Приготовительная школа эстетики вкупе с несколькими прочитанными в Лейпциге лекциями о литературных партиях эпохи

Первый отдел

Предисловие ко второму изданию

Чтобы сохранить строгость формы и единообразие целого и в предисловии, я буду писать его по параграфам.

Кто притворно или действительно решается отказывать публике в почтении, должен разуметь под нею всю читающую; но кто ценою наивысших усилий, на какие бывает способен, не выказывает наивеличайшего почтения своей собственной публике, часть которой он ведь сам составляет, тот совершает грех против святого духа искусства и наук по лености или самодовольству или из греховной бесплодной мести победоносным порицателям. Но быть неуступчивым перед лицом

своей

публики значит льстить

худшей

, и так автор переходит из общины братьев по духу в общину братьев сводных. А разве не положено ему уважать и потомство — как публику, оскорбление которой не оправдать уже никакой неприязнью к современникам?

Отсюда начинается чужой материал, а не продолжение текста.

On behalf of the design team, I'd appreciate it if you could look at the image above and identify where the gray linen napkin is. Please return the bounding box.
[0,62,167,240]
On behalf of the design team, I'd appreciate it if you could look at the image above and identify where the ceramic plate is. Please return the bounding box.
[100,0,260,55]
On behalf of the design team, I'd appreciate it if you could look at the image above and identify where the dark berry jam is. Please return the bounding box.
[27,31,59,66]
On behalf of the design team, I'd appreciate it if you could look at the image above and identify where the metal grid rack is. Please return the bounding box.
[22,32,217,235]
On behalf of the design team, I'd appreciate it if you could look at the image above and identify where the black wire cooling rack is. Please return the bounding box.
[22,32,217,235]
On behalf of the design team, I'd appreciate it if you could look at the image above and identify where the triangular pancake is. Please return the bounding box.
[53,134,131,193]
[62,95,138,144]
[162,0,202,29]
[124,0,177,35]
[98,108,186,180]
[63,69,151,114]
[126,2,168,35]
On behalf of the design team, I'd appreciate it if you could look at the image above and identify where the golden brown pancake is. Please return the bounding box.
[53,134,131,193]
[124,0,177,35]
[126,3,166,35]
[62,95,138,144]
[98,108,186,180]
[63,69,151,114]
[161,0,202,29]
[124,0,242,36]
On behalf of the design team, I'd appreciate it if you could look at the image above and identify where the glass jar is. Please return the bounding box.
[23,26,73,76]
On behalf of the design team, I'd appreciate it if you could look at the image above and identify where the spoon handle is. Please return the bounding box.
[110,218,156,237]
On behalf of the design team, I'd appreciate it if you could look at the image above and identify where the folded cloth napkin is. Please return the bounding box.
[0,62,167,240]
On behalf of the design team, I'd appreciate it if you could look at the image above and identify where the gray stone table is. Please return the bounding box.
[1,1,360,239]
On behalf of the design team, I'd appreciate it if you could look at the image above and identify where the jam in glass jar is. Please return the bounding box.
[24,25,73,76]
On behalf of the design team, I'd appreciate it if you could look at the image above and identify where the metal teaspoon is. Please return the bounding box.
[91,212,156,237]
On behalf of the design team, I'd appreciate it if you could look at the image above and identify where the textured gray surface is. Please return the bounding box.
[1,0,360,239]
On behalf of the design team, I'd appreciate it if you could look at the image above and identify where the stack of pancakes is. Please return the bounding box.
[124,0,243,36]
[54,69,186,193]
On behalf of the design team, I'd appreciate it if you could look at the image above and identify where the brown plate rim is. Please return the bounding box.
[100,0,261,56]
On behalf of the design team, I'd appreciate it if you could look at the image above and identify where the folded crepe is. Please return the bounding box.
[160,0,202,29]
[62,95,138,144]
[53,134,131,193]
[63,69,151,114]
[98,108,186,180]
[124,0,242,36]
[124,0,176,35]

Сказанное послужит мне извинением, что в этом новом издании я очень интересовался мнениями четырех или пяти критиков (§ 1) и старался отвечать на их возражения, вычеркивая и добавляя: рецензент иенский, рецензент лейпцигский, Боутервек, Кёппен отыщут места, где я отвечаю им

{1}

.

Предисловие к первому изданию

Многочисленность дней творения не всегда благоприятна для произведений, изображающих и излагающих, но всегда — для трудов исследующих; потому автор нижеследующей книги вручает ее читателям с известной надеждой, — он затратил на нее столько дней, сколько на все свои труды, вместе взятые, а именно больше десяти тысяч, и она была итогом и источником остальных, родственная им и по восходящей и по нисходящей линии.

Ничем так не кишит наша эпоха, как эстетиками. Редко случается, чтобы молодой человек вовремя внес плату за лекции по эстетике и не вытребовал ее через несколько месяцев с публики за нечто печатное в том же роде; некоторые этим последним гонораром оплачивают первый.

Очень легко сопровождать художественное произведение отрывочными критическими суждениями, собирая с его усыпанного звездами небосклона — любые для образного украшения своей схемы. Но эстетика — не то же, что рецензия, хотя каждое суждение стремится придать себе вид некой скрытой за ним системы.

Впрочем, некоторые пробуют свои силы и в итоге дают то, что они именуют научной конструкцией. Но если у французских и английских эстетиков, например у Хоума, Битти, Фонтенеля, Вольтера, по крайней мере художник получает нечто, хотя и в ущерб философу, а именно некую техническую каллипедию

{1}

, то у новых трансцендентных эстетиков философ получает в добычу не больше, чем художник, а именно — ничто напополам. Сошлюсь на принятые у них два разных способа ничего не сказать. Первый — это путь параллелизма, на котором Рейнгольд

{2}

, Шиллер и другие столь же часто создают и системы; а именно, вместо того чтобы конструировать предмет как абсолютный, они сопоставляют его с каким-нибудь другим (в нашем случае поэзию, скажем, с философией или пластикой и графикой) и без конца, вполне произвольно, сравнивают их признаки — с той же пользой, какую можно получить, объясняя принципы искусства танца путем сравнения его с фехтованием и для такой надобности замечая, что в одном случае больше шевелят ногами, а в другом — руками, что первые больше движутся по кривой, а последние — по прямой, что первые —

Второй путь к эстетическому ничто — это наиновейшая легкость, с которой самые упорные и устойчивые предметы растворяются посредством своего конструирования в терминах бескрайних, как море, — а теперь и таких бескрайних, что даже само бытие только плавает в них; например, поэзию можно полагать как безразличие объективного и субъективного полюсов. Это не только ложно, но и настолько истинно, что я хочу спросить: что же нельзя подвергнуть такой поляризации и индифференции?..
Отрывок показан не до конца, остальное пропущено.